How to backward only a subset of neural network parameters? (avoid retain_graph=True)

Hey;

At the beginning of the training, I have created a neural network NN.

I create optimizer by

optimizer = optim.Adam(NN.parameters(), lr=1e-3)

During the training, I’m adding to new layers to this network. (Imagining dynamically increasing number of layers of residual network).

optimizer.add_param_group({"params": new_layer_params}) at each iteration when new layer created.

However, when I add a new layer to my NN ; I want to train solely my new layer parameters for few steps; that is, ignoring the previous layer parameters and only trains the newest layer for T steps (only optimize the newly added parameters). Then after this solely training, I will start fully train my NN (optimize all layers parameters).

How should I do this?

My current attentative approaches:

(1) create a list of optimizers; where each optimizer is responsible to optimize the parameters of each layer.

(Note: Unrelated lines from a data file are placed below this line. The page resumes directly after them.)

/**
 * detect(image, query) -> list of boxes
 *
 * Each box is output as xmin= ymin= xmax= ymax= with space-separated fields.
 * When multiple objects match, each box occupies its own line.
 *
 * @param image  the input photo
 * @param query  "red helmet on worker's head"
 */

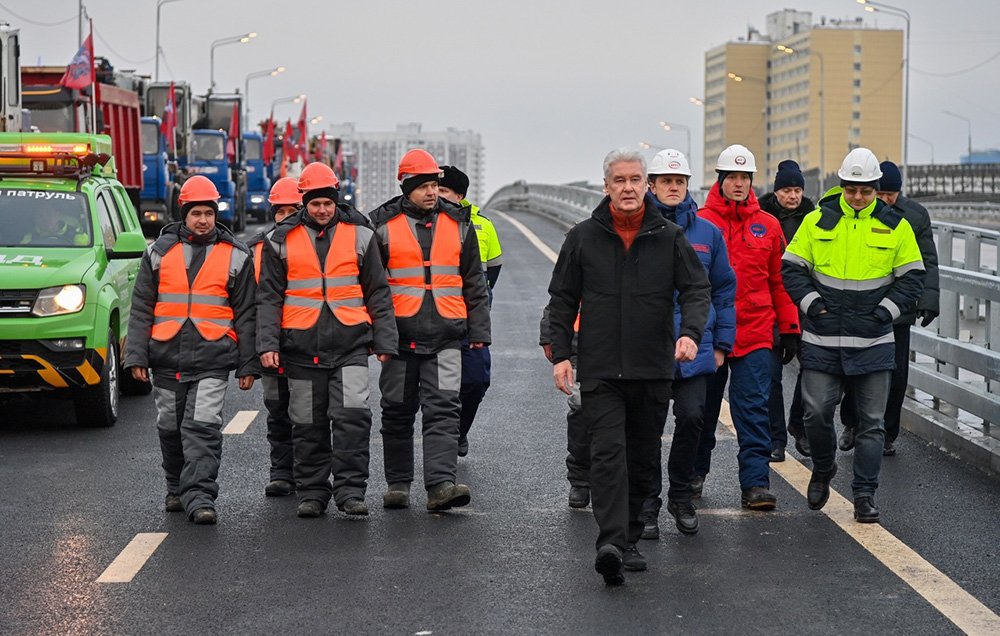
xmin=268 ymin=177 xmax=303 ymax=205
xmin=396 ymin=148 xmax=442 ymax=182
xmin=298 ymin=162 xmax=339 ymax=192
xmin=178 ymin=175 xmax=221 ymax=204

opt = [] # collection of parameters

optimizer = Adam(NN.parameters()) # my first layer parameters
opt.append(optimizer)

for l in range(total_number_of_layers):
    # add new layers to NN
    ... some code here
 
   # add new optimizer to collections; this optimizer only responsible take care of new layer parameters
    opt.append(Adam(new_layer_parameters)) 

    # only train new layers
    for t in range(T1):
        opt[-1].zero_grad()
        loss = get_loss(...)
        loss.backward(retain_graph=True)
        opt[-1].step() # only update new parameters

    # Fully train
    for t in range(T2):
        for o in opt:
             o.zero_grad()
        loss = get_loss(...)
        loss.backward(retain_graph=True)
        for o in opt:
             o.step()

However, I notice that retain_graph=True is extremely memory inefficient. My program takes very large amount of memory.

I’m thinking that when I only train new layers; loss.backward() is take gradient w.r.t. all parameters (including old layers). I’m thinking if its possible that for this snip code; I can detach() old layers and only backprogate the new layer parameters.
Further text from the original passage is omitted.